Fisher information-based experiment design for network tomography
Abstract
Network tomography aims to infer the individual performance of networked elements (e.g., links) using aggregate measurements on end-to-end paths. Previous work on network tomography focuses primarily on developing estimators using the given measurements, while the design of measurements is often neglected. We fill this gap by proposing a framework to design probing experiments with focus on probe allocation, and applying it to two concrete problems: packet loss tomography and packet delay variation (PDV) tomography. Based on the Fisher Information Matrix (FIM), we design the distribution of probes across paths to maximize the best accuracy of unbiased estimators, asymptotically achievable by the maximum likelihood estimator. We consider two widely-adopted objective functions: determinant of the inverse FIM (D-optimality) and trace of the inverse FIM (A-optimality). We also extend the A-optimal criterion to incorporate heterogeneity in link weights.

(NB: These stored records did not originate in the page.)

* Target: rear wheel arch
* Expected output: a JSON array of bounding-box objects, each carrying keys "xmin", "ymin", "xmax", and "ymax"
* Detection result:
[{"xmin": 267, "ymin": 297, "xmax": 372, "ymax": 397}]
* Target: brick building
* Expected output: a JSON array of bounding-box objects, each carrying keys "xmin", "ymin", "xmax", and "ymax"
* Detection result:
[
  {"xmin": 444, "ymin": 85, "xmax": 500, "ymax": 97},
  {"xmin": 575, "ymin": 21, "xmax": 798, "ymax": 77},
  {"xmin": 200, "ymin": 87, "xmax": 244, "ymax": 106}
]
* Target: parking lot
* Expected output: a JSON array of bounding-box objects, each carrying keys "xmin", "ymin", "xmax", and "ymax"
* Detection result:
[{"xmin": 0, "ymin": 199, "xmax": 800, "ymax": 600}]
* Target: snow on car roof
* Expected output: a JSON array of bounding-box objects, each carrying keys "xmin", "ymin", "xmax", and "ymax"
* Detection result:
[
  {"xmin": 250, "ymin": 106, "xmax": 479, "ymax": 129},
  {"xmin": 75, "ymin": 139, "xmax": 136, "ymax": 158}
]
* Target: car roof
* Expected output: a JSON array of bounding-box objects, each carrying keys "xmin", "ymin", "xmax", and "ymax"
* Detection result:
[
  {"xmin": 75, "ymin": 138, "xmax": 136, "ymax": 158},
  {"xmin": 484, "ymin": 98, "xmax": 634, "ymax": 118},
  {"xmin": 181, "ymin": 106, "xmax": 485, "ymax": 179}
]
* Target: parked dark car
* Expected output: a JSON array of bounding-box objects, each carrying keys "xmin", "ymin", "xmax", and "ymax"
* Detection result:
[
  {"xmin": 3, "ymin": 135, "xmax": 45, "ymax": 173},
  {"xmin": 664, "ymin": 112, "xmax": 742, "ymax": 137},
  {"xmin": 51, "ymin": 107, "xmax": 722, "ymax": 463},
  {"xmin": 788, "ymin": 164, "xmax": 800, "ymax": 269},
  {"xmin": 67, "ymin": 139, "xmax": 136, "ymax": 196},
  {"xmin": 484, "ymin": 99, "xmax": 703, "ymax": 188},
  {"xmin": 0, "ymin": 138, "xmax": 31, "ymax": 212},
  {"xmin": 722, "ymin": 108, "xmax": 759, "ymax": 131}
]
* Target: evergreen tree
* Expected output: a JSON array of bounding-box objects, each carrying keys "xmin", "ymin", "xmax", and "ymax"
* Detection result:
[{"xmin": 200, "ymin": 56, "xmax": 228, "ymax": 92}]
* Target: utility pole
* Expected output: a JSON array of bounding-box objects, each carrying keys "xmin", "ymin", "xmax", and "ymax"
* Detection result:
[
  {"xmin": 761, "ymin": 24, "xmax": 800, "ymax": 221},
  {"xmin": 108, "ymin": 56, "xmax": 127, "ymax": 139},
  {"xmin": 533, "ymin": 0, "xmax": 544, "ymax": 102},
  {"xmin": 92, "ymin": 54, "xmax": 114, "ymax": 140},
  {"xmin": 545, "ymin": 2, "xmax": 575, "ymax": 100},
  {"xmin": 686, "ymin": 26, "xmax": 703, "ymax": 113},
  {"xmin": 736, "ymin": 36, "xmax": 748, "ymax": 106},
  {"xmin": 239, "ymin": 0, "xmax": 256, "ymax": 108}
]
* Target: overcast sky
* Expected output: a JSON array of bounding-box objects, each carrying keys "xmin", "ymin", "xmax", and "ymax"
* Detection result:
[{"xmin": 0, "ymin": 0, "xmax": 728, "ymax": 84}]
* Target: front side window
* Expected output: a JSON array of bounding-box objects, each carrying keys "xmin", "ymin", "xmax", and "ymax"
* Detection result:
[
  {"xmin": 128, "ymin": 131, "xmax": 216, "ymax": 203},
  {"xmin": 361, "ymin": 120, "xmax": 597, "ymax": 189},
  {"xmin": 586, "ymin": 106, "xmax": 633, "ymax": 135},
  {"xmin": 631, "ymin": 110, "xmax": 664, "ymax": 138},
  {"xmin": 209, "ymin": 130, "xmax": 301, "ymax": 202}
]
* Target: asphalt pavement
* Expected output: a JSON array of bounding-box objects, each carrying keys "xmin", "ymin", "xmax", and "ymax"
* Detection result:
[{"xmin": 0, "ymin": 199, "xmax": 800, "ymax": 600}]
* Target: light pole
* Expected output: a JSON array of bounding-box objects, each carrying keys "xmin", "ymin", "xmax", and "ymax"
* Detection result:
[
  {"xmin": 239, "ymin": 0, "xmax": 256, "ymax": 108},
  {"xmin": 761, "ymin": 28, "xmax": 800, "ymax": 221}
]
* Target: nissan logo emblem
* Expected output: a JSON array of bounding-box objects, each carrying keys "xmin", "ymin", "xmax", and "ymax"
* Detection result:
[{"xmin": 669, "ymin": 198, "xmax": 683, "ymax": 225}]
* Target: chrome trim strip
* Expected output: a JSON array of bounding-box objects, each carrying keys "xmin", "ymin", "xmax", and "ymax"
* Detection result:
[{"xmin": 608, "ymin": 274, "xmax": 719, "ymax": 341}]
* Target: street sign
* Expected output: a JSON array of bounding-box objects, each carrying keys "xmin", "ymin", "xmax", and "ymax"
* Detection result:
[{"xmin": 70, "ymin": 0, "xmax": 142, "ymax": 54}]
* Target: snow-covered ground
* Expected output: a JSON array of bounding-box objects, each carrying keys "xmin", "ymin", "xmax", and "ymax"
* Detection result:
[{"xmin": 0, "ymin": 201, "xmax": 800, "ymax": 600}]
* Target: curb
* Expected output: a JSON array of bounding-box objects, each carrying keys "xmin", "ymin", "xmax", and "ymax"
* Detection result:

Under certain conditions on the FIM, satisfied by both loss and PDV tomography, we derive explicit expressions for both objective functions. When the number of probing paths equals the number of links, these lead to closed-form solutions for the optimal design; when there are more paths, we develop a heuristic to select a subset of paths and optimally allocate probes within the subset. Observing the dependency of the optimal design on unknown parameters, we further propose an algorithm that iteratively updates the design based on parameter estimates, which converges to the design based on true parameters as the number of probes increases. Using packet-level simulations on real datasets, we verify that the proposed design effectively reduces estimation error compared with the common approach of uniformly distributing probes.